Enquanto a Airbus celebrava o primeiro voo do A350, a Boeing enfrentava o primeiro capítulo de sua grave crise, com os incêndios nas baterias do 787 e falhas na linha de produção. O A350-1000, além de oferecer uma capacidade e alcance próximos ao 777-300ER, mostrou-se um importante competidor contra os futuros 777X. Com custos operacionais relativamente similares, o A350 se destaca por já estar certificado e contar com versões de ultralongo alcance, como o A350ULR, derivado do A350-1000 e com alcance de 9.700 milhas náuticas (17.960 quilômetros).
A australiana Qantas e a Airbus ainda trabalham em uma versão com alcance que deverá superar as 9.800 milhas náuticas (18.150 km), permitindo voos de até 22 horas de duração, suficientes para ligar Sydney a Londres.
No início de 2021, ainda sob os efeitos da pandemia de covid-19, a Qatar Airways reportou uma série de problemas na pintura dos seus A350, que estariam comprometendo a estrutura. A Airbus alegou que o problema era pontual e sem impacto na segurança, mas o caso foi levado aos tribunais de Londres. O ápice da disputa foi o cancelamento do pedido dos A350 e a solicitação de uma indenização bilionária.
A resposta da Airbus foi ainda mais surpreendente: a empresa cancelou unilateralmente todos os pedidos da Qatar Airways, incluindo cinquenta A321neo. Como reação, a Qatar encomendou os Boeing 777-8 e 737 MAX 10. Embora, ao final, ambas as empresas tenham chegado a um novo acordo, o movimento favoreceu o 777X, que acumula mais de cinco anos de atrasos e promete ser o grande rival do A350 nos próximos anos.

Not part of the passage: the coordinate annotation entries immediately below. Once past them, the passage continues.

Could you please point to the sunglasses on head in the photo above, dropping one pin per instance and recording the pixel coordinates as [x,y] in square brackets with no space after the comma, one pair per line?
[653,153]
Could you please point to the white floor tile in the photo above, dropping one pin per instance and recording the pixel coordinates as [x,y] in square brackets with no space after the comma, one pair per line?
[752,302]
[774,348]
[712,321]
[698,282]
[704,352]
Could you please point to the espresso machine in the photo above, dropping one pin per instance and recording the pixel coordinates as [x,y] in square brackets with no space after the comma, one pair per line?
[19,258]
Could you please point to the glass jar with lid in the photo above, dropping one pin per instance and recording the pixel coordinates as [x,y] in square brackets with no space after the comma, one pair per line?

Mais recentemente, a Emirates colocou em serviço seu primeiro A350, em um movimento de renovação da frota que passa pelo projeto de médio prazo de substituição dos A380 pelos A350. A empresa não descarta ampliar a encomenda caso o 777-9 não seja entregue até o ano que vem.
Já nos Estados Unidos, mesmo com a Boeing ainda passando por uma crise sem fim, que compromete o futuro do 777X e acumula atrasos nas entregas do 787, a Airbus ainda não foi capaz de obter grandes pedidos para o A350. A única operadora atual, a Delta Air Lines, destaca-se por ser um fiel cliente dos widebody da Airbus, sendo a única empresa norte-americana a contar com o modelo na frota.
A United Airlines, há vários anos, mantém uma opção de compra para até 45 unidades do A350-900, mas sem um prazo para confirmar o pedido. Alguns analistas acreditam que, no médio prazo, a United manterá o foco no 787, com um pedido total de até 237 aeronaves.
Por fim, a Airbus ainda enfrenta desafios com a cadeia de produção, que vem afetando todo o setor aeroespacial. Isso tem mantido reduzida a capacidade de entrega do A350, embora a meta seja atingir dez aeronaves por mês ainda este ano.